Over 80,000 internet domain names assigned to UK registrants have been suspended by the EU registry, EURid, following the end of the Brexit transition period at the close of 2020.
The registry has informed EURACTIV that “a few minutes” into the new year, thousands of .eu domains belonging to UK users had been downgraded to a so-called “suspended” status.
This means such domains “do not have any functional features” such as email or basic website services. In addition, no UK-based registrant is now able to obtain a .eu domain.
Ahead of the new year changes, one case has raised particular attention among observers – that of the Leave.EU domain, with speculation mounting as to whether the website would remain online.
Leave.EU is the campaign website for the pro-Brexit lobby bankrolled by UKIP funder Arron Banks and supported by former MEP Nigel Farage.
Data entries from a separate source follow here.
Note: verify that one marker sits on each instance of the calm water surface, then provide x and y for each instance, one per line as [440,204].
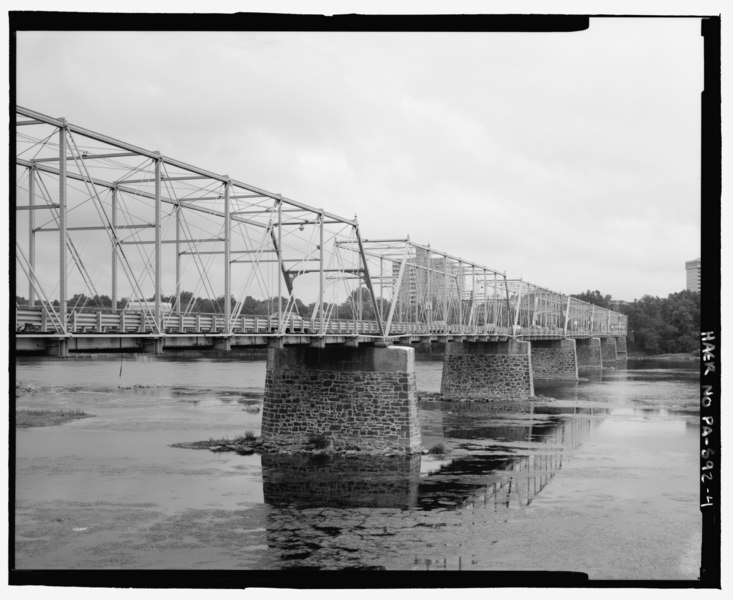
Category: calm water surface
[598,476]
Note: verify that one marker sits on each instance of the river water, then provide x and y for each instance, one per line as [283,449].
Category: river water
[598,476]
Leading up to the close of 2020, it had remained uncertain whether Leave.EU would seek to drop their EU domain name, and opt instead for a UK or international one. Such a move would not only have impacted the brand image of the ‘Leave.EU’ moniker but would have also hit the website standing in search rankings.
However, EURACTIV can exclusively reveal that ahead of the end of the Brexit transition date, the organisation migrated its registrant address to a site in Waterford, in the Republic of Ireland, in a move that is likely to provoke accusations of hypocrisy from commentators.
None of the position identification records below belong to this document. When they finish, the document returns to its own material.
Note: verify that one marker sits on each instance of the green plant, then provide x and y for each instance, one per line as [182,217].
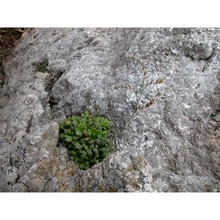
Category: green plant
[42,66]
[2,72]
[86,138]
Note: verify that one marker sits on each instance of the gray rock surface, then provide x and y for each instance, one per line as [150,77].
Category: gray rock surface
[159,87]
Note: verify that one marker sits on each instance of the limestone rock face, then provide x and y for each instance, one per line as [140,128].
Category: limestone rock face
[159,87]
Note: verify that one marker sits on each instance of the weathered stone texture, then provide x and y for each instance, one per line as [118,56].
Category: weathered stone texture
[171,144]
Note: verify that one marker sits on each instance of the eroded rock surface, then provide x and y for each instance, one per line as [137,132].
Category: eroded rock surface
[159,87]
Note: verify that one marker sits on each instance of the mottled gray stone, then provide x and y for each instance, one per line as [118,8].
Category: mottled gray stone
[171,144]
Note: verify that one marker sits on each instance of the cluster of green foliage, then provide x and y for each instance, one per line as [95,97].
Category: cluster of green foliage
[42,66]
[86,138]
[2,70]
More generally, EURid has disclosed that all UK registrants with .eu domains have been notified of the necessary suspension of key functionalities of their online services.
The registry has also recorded an influx of notifications from UK-based registrants using .eu domains, filing a change of legal establishment to a non-UK, EU site, in order to reinstate the ‘registered’ status, allowing for the continuing functionality of online services.
The status of suspension remains valid until 31 March 2021. During this period, updates can be made to registrant addresses for those who wish to migrate from a UK establishment to an EU one. Or, the individual registrant will be able to provide evidence of their citizenship of a EU nations, irrespective of their residence, if they would like to maintain the place of establishment of their service as the UK.
The recent development has been long in the offing. EURACTIV reported in early 2019 that the European Commission had plans to revoke all UK-based .eu domains quickly after the end of the Brexit transition period, with the objective of taking all such websites offline within 48 hours after this date.